A resource allocation mistake from Louis Van Gaal?

Yesterday, before they were defeated by Leicester, the Man United manager said that he would get rid of players who stayed on the bench too long. What he meant was if they didn’t make it into the first team, he would get rid of them. At least, that was my interpretation.

van-gall

As a project manager, I thought this raised some interesting issues:

  1. Why buy players – resources – that you’re not sure are up to the mark. Surely you need to do some due diligence first?
  2. As the players have no control of their playing time, why put them on the bench if you don’t intend to play them? Again, this seems a strange way to motivate players, ie employees, who have no direct control of their future. It creates a Catch 22. If they are not playing, how can they prove their worth?
  3. How long is too long? One of the difficulties of motivating teams is that unless there is a very specific time frame, well, things lose focus. What is too long in this case? A month, two months? Maybe he has told the players in private, maybe not, which of course, could be another way to create tension and possibly more efforts from under-performing players.

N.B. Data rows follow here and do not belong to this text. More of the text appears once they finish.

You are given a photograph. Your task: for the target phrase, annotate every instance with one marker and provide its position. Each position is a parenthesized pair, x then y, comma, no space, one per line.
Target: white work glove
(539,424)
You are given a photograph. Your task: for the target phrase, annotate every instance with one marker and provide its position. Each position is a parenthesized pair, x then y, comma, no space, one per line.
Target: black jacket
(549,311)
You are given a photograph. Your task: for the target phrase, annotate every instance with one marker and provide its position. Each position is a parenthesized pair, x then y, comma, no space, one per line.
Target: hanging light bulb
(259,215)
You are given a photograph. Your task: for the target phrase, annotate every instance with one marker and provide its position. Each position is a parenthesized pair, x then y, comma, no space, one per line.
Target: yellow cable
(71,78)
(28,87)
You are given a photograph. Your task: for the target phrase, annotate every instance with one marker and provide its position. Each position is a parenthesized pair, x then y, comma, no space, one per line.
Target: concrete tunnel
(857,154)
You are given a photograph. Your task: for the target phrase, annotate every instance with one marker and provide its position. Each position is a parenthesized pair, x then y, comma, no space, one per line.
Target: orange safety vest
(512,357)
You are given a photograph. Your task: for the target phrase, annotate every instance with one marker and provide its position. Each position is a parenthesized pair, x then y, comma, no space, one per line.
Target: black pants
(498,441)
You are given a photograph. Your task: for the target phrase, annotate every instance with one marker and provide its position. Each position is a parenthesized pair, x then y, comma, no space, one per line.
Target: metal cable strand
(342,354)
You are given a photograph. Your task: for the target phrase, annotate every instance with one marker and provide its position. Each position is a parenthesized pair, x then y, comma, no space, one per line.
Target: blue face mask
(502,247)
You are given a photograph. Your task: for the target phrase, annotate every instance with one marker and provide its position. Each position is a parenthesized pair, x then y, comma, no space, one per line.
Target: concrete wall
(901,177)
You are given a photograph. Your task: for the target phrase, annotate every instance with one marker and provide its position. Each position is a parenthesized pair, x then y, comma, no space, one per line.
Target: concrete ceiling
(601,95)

Let’s go back to the original point: churn.

As a project manager, or a small business owner, you only have limited resources. You can’t always afford to churn resources. It’s expensive, time consuming, and doesn’t guarantee any improvement.

The new resources could be worse than the current ones.

So, what to do?

Personally, I try to:

  • Look at what’s worked in the past, really worked.
  • Ignore current trends, fashions, and fads.
  • Create very specific aims. For example, right now, I want to create more video content. It’s related to a specific goal I have for mobile technologies.

Is Van Gaal doing the right thing?

I suspect he’s trying to do many things at the same time, and under pressure to deliver results almost immediately. This creates a frenzy of energy. Some will work, others not.

Churning people feels wrong. Maybe it’s a language thing I suspect that if people feel they are no more than objects that can be churned on a weekly basis, well, the results will reflect this.